Healthcare is one of the largest and most innovative industries, yet its spending level in cybersecurity is alarmingly lagging compared to others. When you think of it, it really is staggering!

Technology here evolves at a very high pace, and connected medical devices are quickly replacing legacy equipment. ABI research estimates that by 2021 (in two years!) smart health device shipments will grow to 57 million devices annually.

Connecting these devices presents a lot of benefits for patients, care providers and payers: more personalized and efficient care, better efficiencies and cost control, and reduced medical risks.

However, connecting these devices also presents a new type of risk. They are now exposed to the connected world and can easily be hacked, tampered with, and even disabled. This can result in leaked patient information, identity theft, blackmail, shutdowns, and possibly worse. Hacking these devices can also be used as a stepping stone to breaching an entire care provider’s network, with likely disastrous consequences for both patients and the targeted care provider.

It gets much worse when you think of implanted devices such as pacemakers, insulin pumps or deep brain stimulators; a breach here could threaten the life of patients and destroy the reputation of the device manufacturer and/or the care provider.

The healthcare industry ranks 15th in cybersecurity performance when compared to 17 other major US industries (SecurityScorecard). This is a grim statistic when so much is on the line, but the healthcare industry – like many industries reinventing themselves in a tech age – struggle with the same basic question: how can you block what you can’t see? Most organizations don’t realize they’ve been infiltrated, and by the time they do, their data, patients and devices are already under siege. Fundamentally it’s not about IF you’re hacked … it’s about what you do WHEN you’re attacked.

We are entering a new era where the security paradigm is very different from what it used to be. What we now need is a comprehensive security strategy including the monitoring and protection of all connected devices (medical, IT and mobile) from within the device itself, in addition to the traditional protection of the network.

To reach peak efficiency, this strategy also requires the quick collective learnings of all new security threats, as opposed to relying on the limited awareness and isolated knowledge of a single IT department. In today’s connected world, cybersecurity needs to be aggressive, global, and more proactive than reactive.

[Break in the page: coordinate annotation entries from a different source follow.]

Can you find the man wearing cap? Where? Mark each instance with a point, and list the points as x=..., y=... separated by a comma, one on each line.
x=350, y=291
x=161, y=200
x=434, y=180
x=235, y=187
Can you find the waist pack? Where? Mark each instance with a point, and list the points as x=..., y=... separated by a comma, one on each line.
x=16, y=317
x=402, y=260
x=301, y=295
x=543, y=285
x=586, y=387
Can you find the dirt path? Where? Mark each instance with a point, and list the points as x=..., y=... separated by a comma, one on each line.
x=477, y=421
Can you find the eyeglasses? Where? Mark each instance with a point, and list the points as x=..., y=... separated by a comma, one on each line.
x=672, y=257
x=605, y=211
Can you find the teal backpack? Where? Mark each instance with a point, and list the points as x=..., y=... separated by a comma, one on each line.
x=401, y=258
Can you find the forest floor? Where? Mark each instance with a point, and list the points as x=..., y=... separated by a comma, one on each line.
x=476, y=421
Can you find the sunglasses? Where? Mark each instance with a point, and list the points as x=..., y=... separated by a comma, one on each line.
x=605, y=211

This is where the IBM and Irdeto partnership is groundbreaking and so impactful to the healthcare community. It provides an unrivalled solution to enable this strategy and solve a major industry problem.

IBM’s integrated and intelligent security Immune System provides monitoring and protection for IT equipment, networks and end-points, and is now augmented by Irdeto’s ability to monitor and secure medical devices and applications. The combined expertise allows for the immediate quarantine of targeted and potentially compromised devices and applications, and for the global reporting and prevention of new threats to all IBM and Irdeto customers. Additionally, once vulnerabilities are identified, security fixes are deployed quickly and efficiently, through Irdeto’s underlying Cloakware technology and IBM’s BigFix solution.

With the addition of this proven technology – already deployed in more than 5 billion devices and applications – medical devices are now more secure than ever, the risks from a hacked device – if any – vastly reduced, the safety of patients and their data secured, and revenues and reputation of healthcare organizations preserved.